MON CHER TOIT

Le problème du logement a cela de clair que son énoncé contient une bonne partie de la solution. En effet, si la majorité de ses crispations se convertit en une extrapolation comptable sur le nombre de logements à construire ou de savoir si le prix est extravagant ou non, le problème s’en trouve profondément simplifié.
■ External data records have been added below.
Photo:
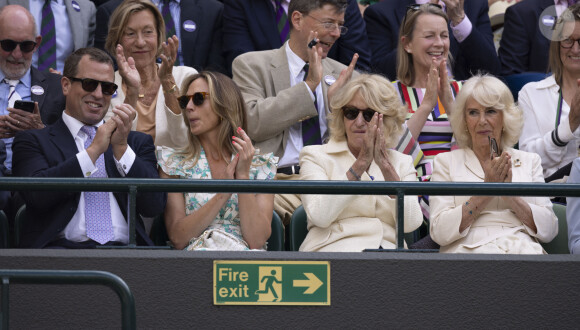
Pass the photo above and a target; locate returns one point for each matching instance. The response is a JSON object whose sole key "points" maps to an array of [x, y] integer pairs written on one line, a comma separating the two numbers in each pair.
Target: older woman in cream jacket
{"points": [[485, 110], [365, 121]]}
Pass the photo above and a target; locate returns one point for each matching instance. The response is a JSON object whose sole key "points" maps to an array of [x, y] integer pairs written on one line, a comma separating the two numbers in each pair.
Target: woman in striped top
{"points": [[424, 87]]}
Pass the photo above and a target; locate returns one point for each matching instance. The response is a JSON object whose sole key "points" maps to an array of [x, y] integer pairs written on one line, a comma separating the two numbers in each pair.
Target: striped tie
{"points": [[169, 24], [311, 126], [12, 93], [282, 21], [47, 49], [97, 205]]}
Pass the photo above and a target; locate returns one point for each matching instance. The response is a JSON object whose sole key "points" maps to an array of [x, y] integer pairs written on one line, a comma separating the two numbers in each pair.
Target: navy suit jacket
{"points": [[475, 53], [250, 25], [201, 48], [523, 48], [51, 102], [51, 152]]}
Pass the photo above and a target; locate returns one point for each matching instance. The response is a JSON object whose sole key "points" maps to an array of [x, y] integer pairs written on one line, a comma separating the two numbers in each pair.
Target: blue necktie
{"points": [[47, 48], [311, 126]]}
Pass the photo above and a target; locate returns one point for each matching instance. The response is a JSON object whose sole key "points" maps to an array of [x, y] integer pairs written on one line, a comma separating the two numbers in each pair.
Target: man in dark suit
{"points": [[17, 24], [250, 25], [471, 39], [523, 47], [198, 25], [80, 145]]}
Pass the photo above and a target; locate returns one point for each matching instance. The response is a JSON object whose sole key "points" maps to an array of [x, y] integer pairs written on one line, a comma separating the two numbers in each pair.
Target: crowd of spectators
{"points": [[290, 90]]}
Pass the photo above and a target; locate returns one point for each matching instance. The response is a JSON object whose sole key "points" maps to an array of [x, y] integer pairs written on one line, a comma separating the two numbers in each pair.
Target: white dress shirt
{"points": [[294, 143], [76, 229]]}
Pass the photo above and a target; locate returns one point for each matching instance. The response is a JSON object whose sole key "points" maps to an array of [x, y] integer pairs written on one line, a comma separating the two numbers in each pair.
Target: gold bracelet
{"points": [[171, 90]]}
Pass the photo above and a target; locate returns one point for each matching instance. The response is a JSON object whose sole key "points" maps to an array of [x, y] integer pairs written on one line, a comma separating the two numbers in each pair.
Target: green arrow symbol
{"points": [[312, 283]]}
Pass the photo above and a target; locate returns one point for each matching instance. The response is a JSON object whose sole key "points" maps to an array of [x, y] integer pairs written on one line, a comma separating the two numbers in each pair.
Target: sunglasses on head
{"points": [[198, 99], [351, 113], [415, 7], [89, 85], [10, 45]]}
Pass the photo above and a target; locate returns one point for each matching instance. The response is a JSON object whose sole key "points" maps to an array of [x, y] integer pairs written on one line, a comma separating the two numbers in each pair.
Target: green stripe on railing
{"points": [[290, 187]]}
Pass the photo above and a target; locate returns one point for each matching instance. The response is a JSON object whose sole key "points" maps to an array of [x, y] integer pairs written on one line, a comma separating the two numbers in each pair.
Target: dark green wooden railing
{"points": [[113, 281], [131, 186]]}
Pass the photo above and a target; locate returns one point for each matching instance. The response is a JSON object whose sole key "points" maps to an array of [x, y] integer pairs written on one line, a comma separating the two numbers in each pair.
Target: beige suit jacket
{"points": [[496, 229], [351, 223], [274, 106], [170, 129]]}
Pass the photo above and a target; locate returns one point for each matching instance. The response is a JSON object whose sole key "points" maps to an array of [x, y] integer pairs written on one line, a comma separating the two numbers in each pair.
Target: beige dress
{"points": [[496, 230]]}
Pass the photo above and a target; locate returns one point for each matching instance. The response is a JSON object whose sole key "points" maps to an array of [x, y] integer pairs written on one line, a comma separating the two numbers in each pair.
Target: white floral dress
{"points": [[171, 162]]}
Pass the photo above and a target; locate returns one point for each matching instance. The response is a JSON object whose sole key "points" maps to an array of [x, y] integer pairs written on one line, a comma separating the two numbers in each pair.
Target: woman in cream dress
{"points": [[365, 122], [485, 110]]}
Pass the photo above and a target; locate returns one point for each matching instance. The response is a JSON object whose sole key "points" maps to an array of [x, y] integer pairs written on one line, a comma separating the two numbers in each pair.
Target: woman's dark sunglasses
{"points": [[10, 45], [198, 99], [351, 113], [414, 7], [89, 85]]}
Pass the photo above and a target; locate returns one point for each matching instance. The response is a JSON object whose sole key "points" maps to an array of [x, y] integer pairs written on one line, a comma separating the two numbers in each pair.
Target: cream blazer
{"points": [[274, 106], [170, 129], [351, 223], [497, 229]]}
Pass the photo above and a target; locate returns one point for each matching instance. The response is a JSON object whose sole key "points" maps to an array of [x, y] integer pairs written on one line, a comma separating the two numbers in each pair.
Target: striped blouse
{"points": [[436, 136]]}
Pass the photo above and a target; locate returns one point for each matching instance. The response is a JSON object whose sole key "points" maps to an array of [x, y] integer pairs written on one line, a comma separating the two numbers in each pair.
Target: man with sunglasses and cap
{"points": [[80, 144], [287, 90], [471, 38], [18, 42]]}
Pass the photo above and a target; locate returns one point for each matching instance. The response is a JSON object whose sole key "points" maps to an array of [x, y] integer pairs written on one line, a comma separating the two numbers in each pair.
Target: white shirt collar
{"points": [[295, 63], [74, 125]]}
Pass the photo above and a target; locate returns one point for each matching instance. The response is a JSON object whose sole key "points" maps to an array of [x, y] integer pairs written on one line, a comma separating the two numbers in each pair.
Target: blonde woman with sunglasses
{"points": [[365, 123], [214, 113]]}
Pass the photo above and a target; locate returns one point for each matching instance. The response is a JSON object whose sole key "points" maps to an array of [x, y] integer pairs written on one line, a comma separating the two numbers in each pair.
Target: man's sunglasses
{"points": [[10, 45], [351, 113], [198, 99], [89, 85]]}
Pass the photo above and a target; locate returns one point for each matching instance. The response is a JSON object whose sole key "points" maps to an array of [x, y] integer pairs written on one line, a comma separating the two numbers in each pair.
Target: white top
{"points": [[539, 101]]}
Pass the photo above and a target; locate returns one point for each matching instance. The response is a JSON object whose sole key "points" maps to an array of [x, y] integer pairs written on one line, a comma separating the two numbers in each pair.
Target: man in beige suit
{"points": [[281, 92]]}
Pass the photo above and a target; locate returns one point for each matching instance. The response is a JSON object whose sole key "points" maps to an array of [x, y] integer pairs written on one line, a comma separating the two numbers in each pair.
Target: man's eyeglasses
{"points": [[197, 98], [89, 85], [330, 26], [351, 113], [10, 45], [415, 7], [569, 42]]}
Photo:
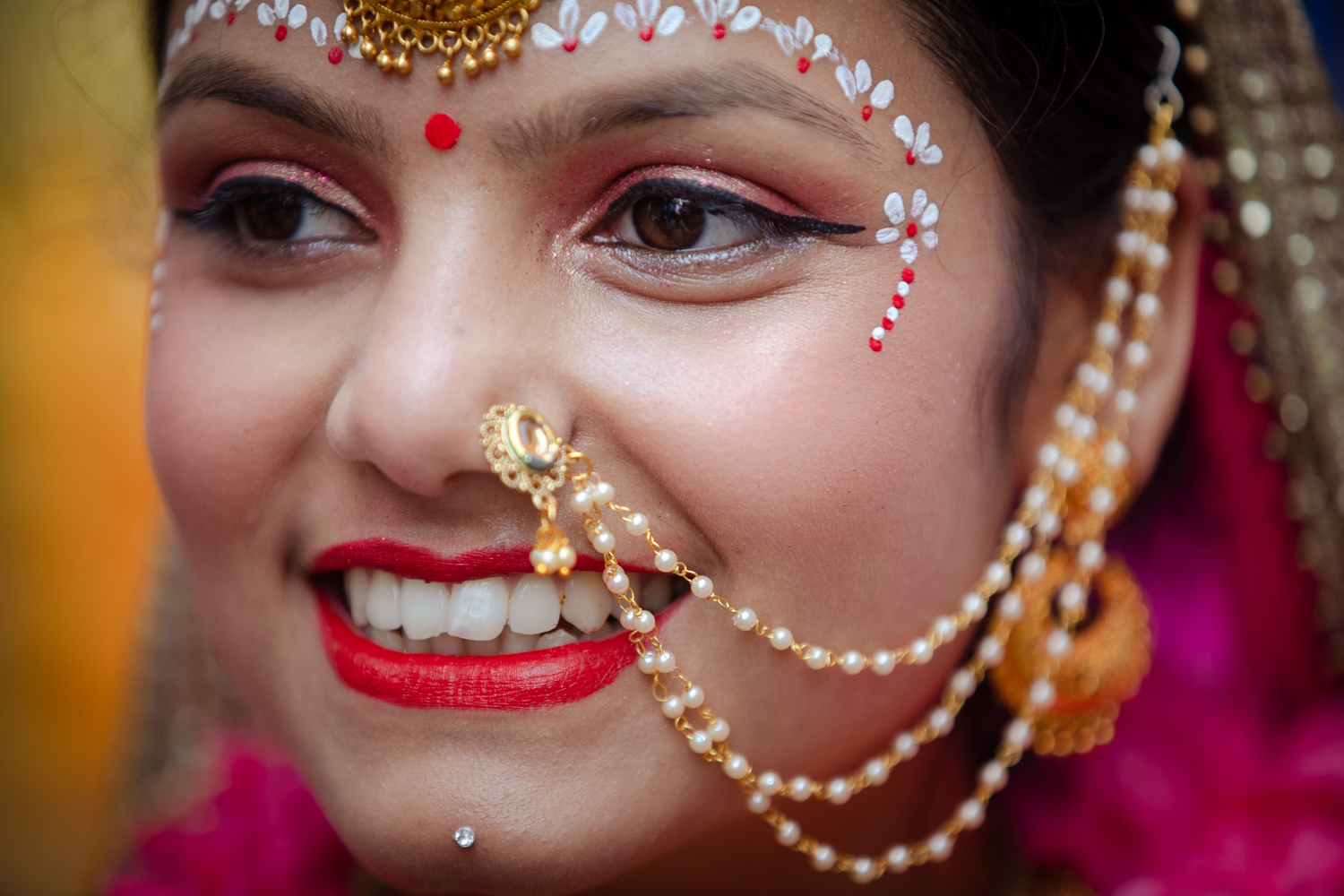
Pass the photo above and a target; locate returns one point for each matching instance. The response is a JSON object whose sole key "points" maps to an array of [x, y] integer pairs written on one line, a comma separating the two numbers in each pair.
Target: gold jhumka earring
{"points": [[1061, 661]]}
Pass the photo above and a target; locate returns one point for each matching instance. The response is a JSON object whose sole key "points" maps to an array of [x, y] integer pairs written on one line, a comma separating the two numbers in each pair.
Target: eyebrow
{"points": [[212, 77], [693, 93]]}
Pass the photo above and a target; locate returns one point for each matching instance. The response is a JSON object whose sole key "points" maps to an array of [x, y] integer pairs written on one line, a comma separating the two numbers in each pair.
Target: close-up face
{"points": [[758, 263]]}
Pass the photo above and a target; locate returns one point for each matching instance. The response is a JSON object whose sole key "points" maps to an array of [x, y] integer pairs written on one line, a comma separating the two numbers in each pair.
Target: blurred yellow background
{"points": [[78, 508]]}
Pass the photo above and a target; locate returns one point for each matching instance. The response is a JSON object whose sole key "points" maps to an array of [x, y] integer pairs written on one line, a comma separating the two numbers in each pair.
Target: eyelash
{"points": [[769, 223]]}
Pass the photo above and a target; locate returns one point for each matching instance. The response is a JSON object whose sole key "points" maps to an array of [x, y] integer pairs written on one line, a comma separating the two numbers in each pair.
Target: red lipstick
{"points": [[516, 681]]}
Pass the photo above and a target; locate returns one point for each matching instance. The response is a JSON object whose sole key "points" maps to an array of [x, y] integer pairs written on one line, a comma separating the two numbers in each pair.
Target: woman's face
{"points": [[669, 249]]}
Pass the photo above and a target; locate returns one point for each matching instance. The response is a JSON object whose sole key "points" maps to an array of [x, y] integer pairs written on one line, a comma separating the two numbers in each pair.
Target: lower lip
{"points": [[519, 681]]}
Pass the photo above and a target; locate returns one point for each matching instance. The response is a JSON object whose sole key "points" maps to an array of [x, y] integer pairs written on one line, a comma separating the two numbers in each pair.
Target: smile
{"points": [[478, 630]]}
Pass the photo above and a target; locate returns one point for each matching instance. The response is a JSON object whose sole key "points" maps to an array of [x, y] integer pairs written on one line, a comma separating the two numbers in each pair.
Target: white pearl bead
{"points": [[883, 662], [970, 813], [975, 606], [1058, 643], [962, 683], [1032, 565], [921, 650], [1042, 694], [1019, 734], [824, 857], [737, 766], [994, 775], [1047, 524], [863, 871], [906, 745], [1090, 555], [991, 650], [664, 560], [940, 845], [1011, 606]]}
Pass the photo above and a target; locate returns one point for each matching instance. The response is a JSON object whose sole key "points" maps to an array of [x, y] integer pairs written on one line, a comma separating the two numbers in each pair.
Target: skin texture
{"points": [[301, 401]]}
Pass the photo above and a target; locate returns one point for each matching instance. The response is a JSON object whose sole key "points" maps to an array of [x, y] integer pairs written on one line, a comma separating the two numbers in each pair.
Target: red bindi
{"points": [[441, 132]]}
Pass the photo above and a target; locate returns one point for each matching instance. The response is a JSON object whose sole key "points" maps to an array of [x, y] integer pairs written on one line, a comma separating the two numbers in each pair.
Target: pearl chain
{"points": [[1046, 520]]}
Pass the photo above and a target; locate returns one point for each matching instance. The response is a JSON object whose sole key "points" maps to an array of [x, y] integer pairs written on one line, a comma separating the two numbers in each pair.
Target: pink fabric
{"points": [[263, 834], [1228, 771]]}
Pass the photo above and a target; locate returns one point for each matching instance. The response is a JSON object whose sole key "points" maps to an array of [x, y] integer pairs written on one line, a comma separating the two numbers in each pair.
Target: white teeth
{"points": [[483, 648], [478, 610], [424, 608], [448, 646], [383, 600], [556, 638], [534, 607], [357, 587], [656, 594], [586, 600], [515, 642]]}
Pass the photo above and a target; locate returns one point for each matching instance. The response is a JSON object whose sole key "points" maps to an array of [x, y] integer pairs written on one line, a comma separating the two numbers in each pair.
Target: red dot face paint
{"points": [[441, 132]]}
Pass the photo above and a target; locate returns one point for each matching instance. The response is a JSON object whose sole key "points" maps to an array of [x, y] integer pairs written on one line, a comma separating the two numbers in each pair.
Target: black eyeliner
{"points": [[720, 202]]}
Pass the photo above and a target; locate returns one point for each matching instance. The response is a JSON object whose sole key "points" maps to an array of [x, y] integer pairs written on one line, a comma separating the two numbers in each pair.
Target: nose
{"points": [[435, 354]]}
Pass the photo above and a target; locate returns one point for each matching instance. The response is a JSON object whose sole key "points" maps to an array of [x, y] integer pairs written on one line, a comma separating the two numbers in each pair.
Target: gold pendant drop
{"points": [[527, 455]]}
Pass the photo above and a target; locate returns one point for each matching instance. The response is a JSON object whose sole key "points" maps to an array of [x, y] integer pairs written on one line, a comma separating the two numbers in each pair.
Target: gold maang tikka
{"points": [[527, 454], [386, 32]]}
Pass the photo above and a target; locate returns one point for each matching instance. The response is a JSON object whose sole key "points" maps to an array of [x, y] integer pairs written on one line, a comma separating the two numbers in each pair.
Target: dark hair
{"points": [[1058, 86]]}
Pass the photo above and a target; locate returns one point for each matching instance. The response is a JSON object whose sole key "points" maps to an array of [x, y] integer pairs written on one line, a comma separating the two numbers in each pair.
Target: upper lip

Toutefois, peut on toujours parler de « problème de logement » dés lors que les revendications pandémiques deviennent « reality-shows », que les couvertures de magazine sur l’état de la bulle se succèdent, et que cette préoccupation se porte en étendard de plus en plus haut par les politiques en campagne ? Derrière la croissance molle de la population, l’augmentation rapide du nombre des ménages s’accélère prenant au dépourvu l’Etat providence. Mariages tardifs, séparations, recompositions familiales, flux migratoires, … là où un logement suffisait en 1960, il en faut deux désormais.
Le logement devient alors une « problématique en soi » dans laquelle les efforts publics, pourtant sans précédent depuis 25 ans n’y suffisent plus car d’autres variables entrent dans l’équation. La relance de la construction et l’offre qui en découle reste inaccessible à la majorité des ménages français car la tendance spéculative (alimentée aussi par le pourcentage des intermédiaires) attise l’envolée des prix. Ces derniers ont quasiment doublé en moyenne depuis 2000 alors que les loyers ont décollé de plus de 24 % depuis 2001 (source Observatoire des loyers Clameur). Résultat : le logement (toutes dépenses confondues), n’a jamais pesé aussi lourd dans le budget des ménages : 24,7 % en 2005, contre 14 % en 1984.
Le « mal-logement » est en passe de devenir le mal anachronique du siècle et si le diagnostic est aisé, déterminer le traitement l’est beaucoup moins, droit opposable ou non.